Efrem Yemane Berhe, a Cincinnati father and small-business owner, has been locked up by federal immigration authorities since mid February, his family says. They say ICE agents grabbed him outside his house as he headed to work and that his sudden disappearance has left his wife scrambling to cover the mortgage while caring for their two young children. Relatives and neighbors have rallied around the case, appealing a judge’s decision and pushing for his release before his next court date.
According to his wife, Ksanet Desta, ICE agents detained Berhe on Feb. 16 just outside their Ohio home. She told reporters that several vehicles were waiting near the driveway as he got ready to leave. “It was early in the morning, 7 a.m. He was going to work. They blocked him and took him into custody,” Desta said, as reported by WCPO. The family says Berhe entered the United States legally in 2011, runs a small business locally and has no criminal record. They say the detention is tied to a civil immigration issue connected to a previous marriage.

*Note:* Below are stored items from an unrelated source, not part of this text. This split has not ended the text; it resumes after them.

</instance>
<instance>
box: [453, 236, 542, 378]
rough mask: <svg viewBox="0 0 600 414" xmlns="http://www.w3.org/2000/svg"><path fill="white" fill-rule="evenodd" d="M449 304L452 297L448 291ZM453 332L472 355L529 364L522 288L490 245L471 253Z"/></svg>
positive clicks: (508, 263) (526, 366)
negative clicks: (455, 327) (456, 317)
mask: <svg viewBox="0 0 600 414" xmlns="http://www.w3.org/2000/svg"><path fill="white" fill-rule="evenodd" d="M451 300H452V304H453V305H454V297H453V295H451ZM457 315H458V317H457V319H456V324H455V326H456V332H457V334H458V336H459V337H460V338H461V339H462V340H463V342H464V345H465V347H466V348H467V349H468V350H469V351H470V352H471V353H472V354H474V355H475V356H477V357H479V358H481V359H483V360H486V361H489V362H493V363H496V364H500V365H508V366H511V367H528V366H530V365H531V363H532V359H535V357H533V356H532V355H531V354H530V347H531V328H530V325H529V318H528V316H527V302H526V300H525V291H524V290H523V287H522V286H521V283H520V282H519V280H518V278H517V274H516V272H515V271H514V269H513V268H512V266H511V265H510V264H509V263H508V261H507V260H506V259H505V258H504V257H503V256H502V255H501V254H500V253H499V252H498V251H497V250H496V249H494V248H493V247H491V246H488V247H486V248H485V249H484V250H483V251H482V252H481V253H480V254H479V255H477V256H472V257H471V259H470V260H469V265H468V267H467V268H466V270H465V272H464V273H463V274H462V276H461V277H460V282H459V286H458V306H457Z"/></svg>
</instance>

Butler County jail is a regional ICE hub
Berhe is being held at Butler County’s correctional complex in Hamilton, which has become a major holding site for ICE detainees in southwest Ohio. Local reporting has documented how Butler County and other nearby jails now contract with the federal government to house large numbers of immigration detainees, a shift that has drawn sharp criticism from advocacy groups. As reported by Journal-News, the county jail has effectively become a regional hub for federal immigration custody.